Moi: tu veux rester tout seul à ta place?
Joël: oui.
La semaine dernière il a tenté de se faire enfermer dans la classe pour échapper à la cours. Il essaye de ne plus y aller parce que “il fait froid” ou qu’”il est fatigué”. Et tous les jours, ils négocient pour rester dans la classe ou sous le préau et ainsi éviter la récréation. Il dit lui même  qu’il n’aime pas ça.
J’ai donc alerté la directrice et elle aussi avait remarqué pendant l’étude qu’il était étrange et seul. Et pendant qu’elle tentait de joindre son ancienne maternelle, j’ai creusé le personnage en le prenant à part et en discutant avec lui.
L’école maternelle n’avait rien à dire de spécial. Ils ne se souvenaient pas spécialement des parents et le gamin “était pas mauvais et gentil”. RAS.
Quand à ma petite enquête et après une copie qui, comme toutes les dernières copies données est sale et mal écrite, ce qui n’était pas le cas en début d’année, je commence à lui poser des questions.

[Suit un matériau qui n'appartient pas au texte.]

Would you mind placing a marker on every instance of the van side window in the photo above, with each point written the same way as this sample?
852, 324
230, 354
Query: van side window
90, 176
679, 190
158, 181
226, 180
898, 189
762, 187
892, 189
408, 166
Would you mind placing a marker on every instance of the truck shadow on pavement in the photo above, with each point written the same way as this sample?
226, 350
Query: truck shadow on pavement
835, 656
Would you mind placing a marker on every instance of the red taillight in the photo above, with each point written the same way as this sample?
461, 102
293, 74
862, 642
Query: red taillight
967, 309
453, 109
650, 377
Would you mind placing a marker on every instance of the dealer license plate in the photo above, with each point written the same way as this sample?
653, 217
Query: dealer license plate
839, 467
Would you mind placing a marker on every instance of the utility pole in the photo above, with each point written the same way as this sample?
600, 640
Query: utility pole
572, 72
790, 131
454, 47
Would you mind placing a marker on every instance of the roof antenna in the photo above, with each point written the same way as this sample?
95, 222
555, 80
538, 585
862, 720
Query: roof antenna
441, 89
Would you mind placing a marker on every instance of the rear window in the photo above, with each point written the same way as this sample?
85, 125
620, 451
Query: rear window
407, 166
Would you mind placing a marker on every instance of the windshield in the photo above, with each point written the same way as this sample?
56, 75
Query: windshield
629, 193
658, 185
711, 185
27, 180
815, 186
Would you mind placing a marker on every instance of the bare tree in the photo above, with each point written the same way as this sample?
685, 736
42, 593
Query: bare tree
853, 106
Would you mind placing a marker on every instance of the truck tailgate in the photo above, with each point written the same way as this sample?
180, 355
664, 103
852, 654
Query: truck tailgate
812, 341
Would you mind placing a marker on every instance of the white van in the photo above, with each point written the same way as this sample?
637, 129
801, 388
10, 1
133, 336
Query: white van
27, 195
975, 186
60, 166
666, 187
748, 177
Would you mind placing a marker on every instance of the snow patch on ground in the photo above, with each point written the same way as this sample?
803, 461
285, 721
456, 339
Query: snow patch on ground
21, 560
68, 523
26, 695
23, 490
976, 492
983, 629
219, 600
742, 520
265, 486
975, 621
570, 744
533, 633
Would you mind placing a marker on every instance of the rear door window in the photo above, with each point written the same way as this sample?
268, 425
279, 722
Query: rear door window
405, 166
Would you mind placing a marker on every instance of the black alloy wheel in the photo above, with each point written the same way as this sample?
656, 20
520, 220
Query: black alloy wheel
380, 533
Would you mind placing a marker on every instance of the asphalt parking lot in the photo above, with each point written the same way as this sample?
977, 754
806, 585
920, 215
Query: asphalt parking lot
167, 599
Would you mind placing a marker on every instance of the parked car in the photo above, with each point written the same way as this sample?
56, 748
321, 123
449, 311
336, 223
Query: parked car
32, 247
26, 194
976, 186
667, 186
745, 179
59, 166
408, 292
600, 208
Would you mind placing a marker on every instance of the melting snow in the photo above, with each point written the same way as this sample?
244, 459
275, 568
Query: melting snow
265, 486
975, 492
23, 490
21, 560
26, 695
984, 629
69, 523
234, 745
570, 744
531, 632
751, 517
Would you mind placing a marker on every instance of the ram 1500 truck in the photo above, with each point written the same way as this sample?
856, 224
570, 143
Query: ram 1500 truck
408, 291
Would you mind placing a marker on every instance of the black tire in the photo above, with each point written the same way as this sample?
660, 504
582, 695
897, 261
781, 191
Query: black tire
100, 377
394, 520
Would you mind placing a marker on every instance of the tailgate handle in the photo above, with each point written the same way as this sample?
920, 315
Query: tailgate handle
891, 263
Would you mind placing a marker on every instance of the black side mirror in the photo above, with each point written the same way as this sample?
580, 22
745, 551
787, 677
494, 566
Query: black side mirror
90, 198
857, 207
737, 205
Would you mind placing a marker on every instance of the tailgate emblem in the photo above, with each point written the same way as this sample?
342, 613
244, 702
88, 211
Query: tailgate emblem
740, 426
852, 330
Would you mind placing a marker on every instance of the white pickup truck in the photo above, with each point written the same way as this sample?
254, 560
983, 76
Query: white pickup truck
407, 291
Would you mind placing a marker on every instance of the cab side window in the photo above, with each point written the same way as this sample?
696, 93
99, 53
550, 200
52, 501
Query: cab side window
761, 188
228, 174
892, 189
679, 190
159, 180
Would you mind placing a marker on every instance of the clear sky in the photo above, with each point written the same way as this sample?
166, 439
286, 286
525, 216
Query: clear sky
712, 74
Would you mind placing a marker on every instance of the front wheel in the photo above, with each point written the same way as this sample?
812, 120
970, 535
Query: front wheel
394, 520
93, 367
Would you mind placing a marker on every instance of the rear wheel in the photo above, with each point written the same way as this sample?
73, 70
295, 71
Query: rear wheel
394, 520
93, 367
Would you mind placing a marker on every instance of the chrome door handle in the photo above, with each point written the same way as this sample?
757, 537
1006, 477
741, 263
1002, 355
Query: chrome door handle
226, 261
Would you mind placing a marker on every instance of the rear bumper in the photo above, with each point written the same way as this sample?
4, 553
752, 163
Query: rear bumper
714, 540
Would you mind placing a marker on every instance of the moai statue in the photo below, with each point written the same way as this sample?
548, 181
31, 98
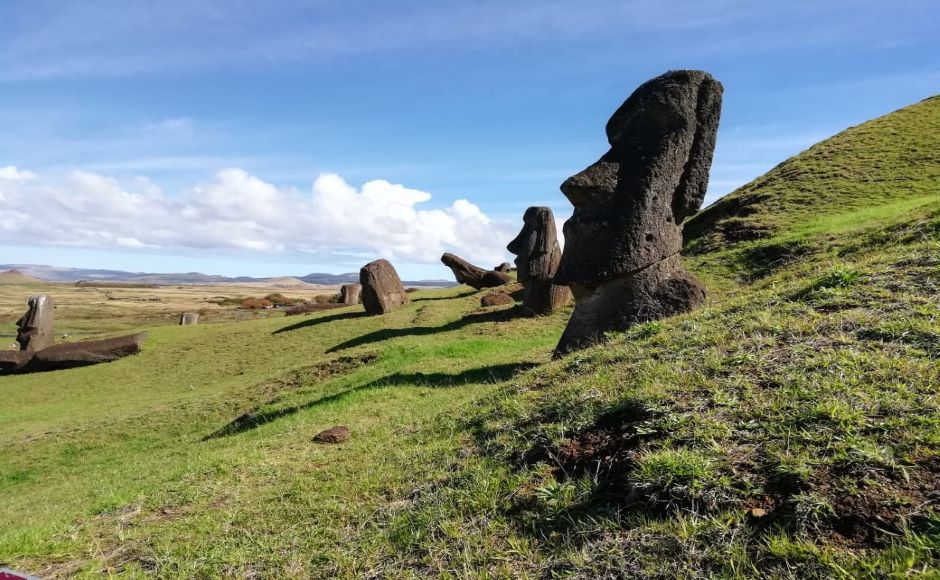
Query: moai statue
473, 276
189, 319
35, 327
382, 290
622, 244
537, 257
349, 294
504, 267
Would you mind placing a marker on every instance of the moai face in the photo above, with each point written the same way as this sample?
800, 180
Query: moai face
536, 247
630, 204
34, 329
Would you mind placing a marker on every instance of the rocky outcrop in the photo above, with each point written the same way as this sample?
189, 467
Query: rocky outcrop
349, 294
537, 257
622, 243
333, 435
34, 329
473, 276
382, 290
189, 319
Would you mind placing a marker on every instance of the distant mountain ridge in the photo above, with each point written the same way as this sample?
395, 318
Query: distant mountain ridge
60, 274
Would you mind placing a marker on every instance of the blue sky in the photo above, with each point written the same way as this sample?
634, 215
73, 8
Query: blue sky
244, 137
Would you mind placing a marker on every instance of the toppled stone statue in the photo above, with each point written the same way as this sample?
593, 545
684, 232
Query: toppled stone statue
34, 329
382, 290
189, 318
504, 267
41, 355
474, 276
537, 257
349, 294
622, 244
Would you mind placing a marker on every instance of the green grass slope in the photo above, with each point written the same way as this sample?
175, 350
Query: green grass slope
891, 161
791, 428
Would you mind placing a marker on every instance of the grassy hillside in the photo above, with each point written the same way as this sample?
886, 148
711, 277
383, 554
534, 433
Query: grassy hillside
789, 429
892, 161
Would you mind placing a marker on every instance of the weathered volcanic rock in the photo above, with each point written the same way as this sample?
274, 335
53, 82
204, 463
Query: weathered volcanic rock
382, 290
70, 355
189, 318
622, 243
537, 257
496, 299
349, 294
34, 329
474, 276
336, 434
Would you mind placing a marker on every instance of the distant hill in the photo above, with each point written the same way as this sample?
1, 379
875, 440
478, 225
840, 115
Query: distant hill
42, 273
11, 277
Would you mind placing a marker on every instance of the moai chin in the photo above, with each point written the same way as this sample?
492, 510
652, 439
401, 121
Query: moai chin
622, 243
537, 257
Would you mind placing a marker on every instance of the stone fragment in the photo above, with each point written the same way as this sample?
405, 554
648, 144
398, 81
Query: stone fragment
334, 435
621, 256
382, 290
473, 276
349, 294
34, 329
189, 318
537, 257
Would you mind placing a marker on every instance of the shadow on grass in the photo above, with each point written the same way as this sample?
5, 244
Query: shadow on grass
390, 333
258, 417
454, 297
320, 320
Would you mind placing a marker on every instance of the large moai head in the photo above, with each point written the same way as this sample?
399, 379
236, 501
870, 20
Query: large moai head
382, 290
630, 204
34, 329
622, 243
537, 257
536, 247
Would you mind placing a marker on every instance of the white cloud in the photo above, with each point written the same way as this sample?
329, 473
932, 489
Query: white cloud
10, 172
239, 211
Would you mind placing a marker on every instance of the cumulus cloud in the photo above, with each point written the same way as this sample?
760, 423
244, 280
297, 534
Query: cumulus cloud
11, 173
239, 211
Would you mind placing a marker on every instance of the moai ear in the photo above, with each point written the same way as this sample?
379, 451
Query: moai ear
690, 193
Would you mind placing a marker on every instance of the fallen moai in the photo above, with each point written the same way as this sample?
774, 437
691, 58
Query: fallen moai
382, 290
37, 322
537, 257
189, 318
349, 294
473, 276
621, 256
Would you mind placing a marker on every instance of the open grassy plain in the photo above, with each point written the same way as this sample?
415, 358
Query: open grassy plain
789, 429
96, 311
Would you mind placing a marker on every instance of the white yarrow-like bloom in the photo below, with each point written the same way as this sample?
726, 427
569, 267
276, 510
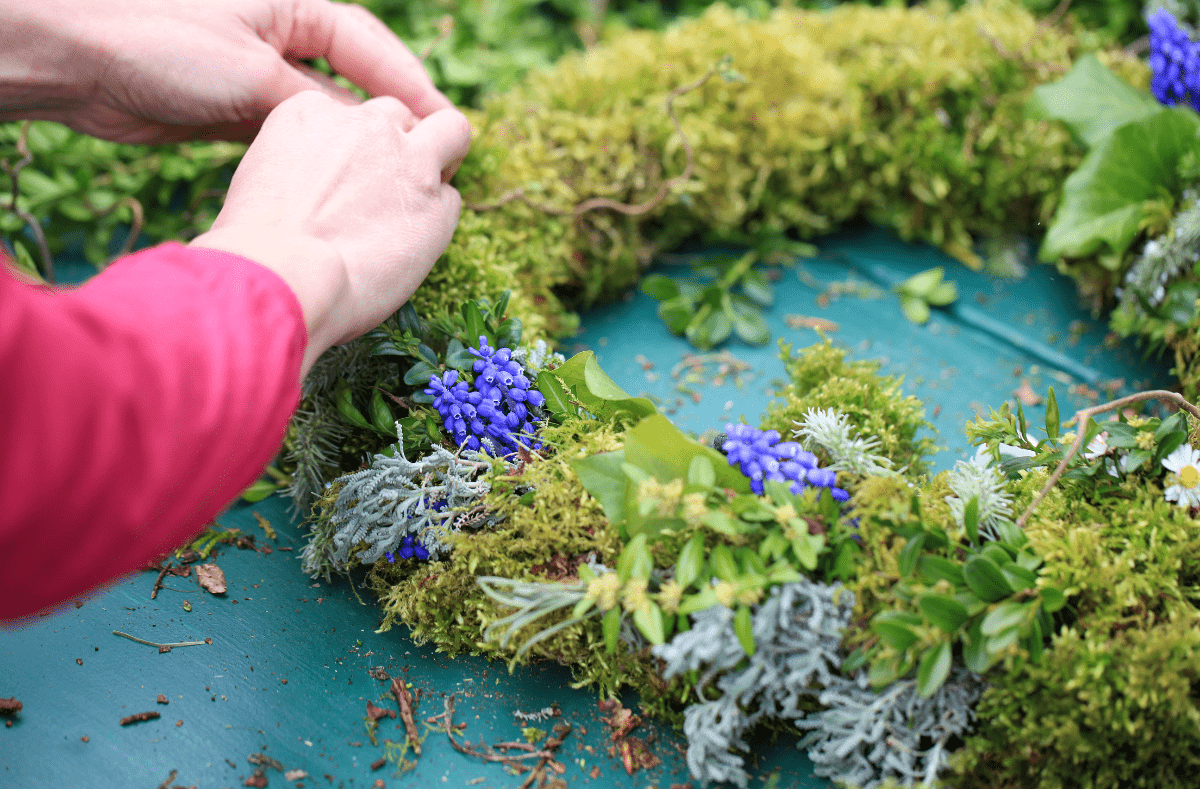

Je lui dis qu’en ce moment je le trouve souvent triste et seul et que ça me faisait de la peine de le voir comme ça. Je lui ai demandé si ça allait à la maison, si lui ça allait, si il aimait l’école.
Au début il a surement pris l’interrogatoire pour une punition puisqu’il m’a dit être triste parce qu’il était mauvais en classe. Ensuite, il m’a dit qu’il était triste à la maison parce qu’il vivait dans un petit appartement et qu’il préférait venir à l’école… ce qui m’a fait enchainer sur le fait qu’à l’école et dans la cour il était aussi seul et semblait triste.
Moi: Tu es triste tous le temps alors?
Joël: Oui.
Moi: Et qu’est ce qu’on pourrait faire pour que tu ne sois plus triste?
Joël: je sais pas.
Moi: Et tu n’aimes pas jouer avec les autres?
Joël: si. des fois. Mais je sais pas ce qui m’arrive des fois. J’ai pas de copains.
Au programme des prochains jours: remise des livrets et réunion spéciale avec la directrice et les parents… Et on va tâcher de glisser le mot “psy” dans la conversation parce qu’un gosse de 6 ans dans cet état, c’est vraiment pas normal.